← Back to context

Comment by mnicky

3 days ago

IIRC isn't the symmetry between Q and K also broken by the direction of the softmax? I mean, row vs column-wise application yields different interpretation.

Yes but in practice, if you compute K=X.wk, Q=X.wq and then K.tQ you make three matrice multiplication. Wouldn't be faster to compute W=wk.twq beforhand and then just X.W.tX which will be just two matrices multiplication ? Is there something I am missing ?

  • Most models have a per-head dimension much smaller than the input dimension, so it's faster to multiply by the small wk and wk individually than to multiply by the large matrix W. Also, if you use rotary positional embeddings, the RoPE matrices need to be sandwiched in the middle and they're different for every token, so you could no longer premultiply just once.

Oh yes! That's probably more important, in fact.

  • Well, I think that this is also answer to your question about the intuition.
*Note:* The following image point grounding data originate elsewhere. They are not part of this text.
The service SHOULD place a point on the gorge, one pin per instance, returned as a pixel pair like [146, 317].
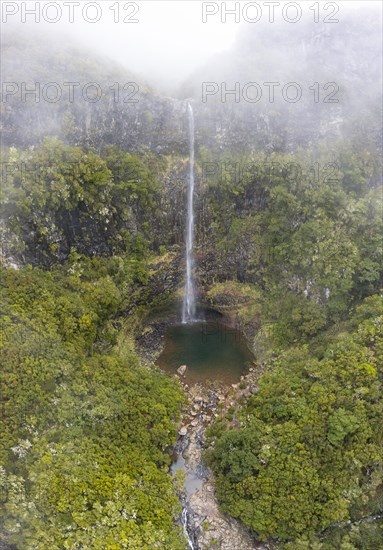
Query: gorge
[241, 240]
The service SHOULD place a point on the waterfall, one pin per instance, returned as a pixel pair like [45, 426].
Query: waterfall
[188, 308]
[184, 521]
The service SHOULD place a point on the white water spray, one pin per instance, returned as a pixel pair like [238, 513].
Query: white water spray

    If the assymetry of K and Q stems from the direction of the softmax application, it must also be the reason for the names of the matrices :)

    And if you think about it, it makes sense that for each Key, weights to all of the Queries sum to 1 and not vice versa.

    So this is my only intuition for the K and Q names.

    (It may or may not be similar to the whole "db lookup thing"... I just don't use that one.)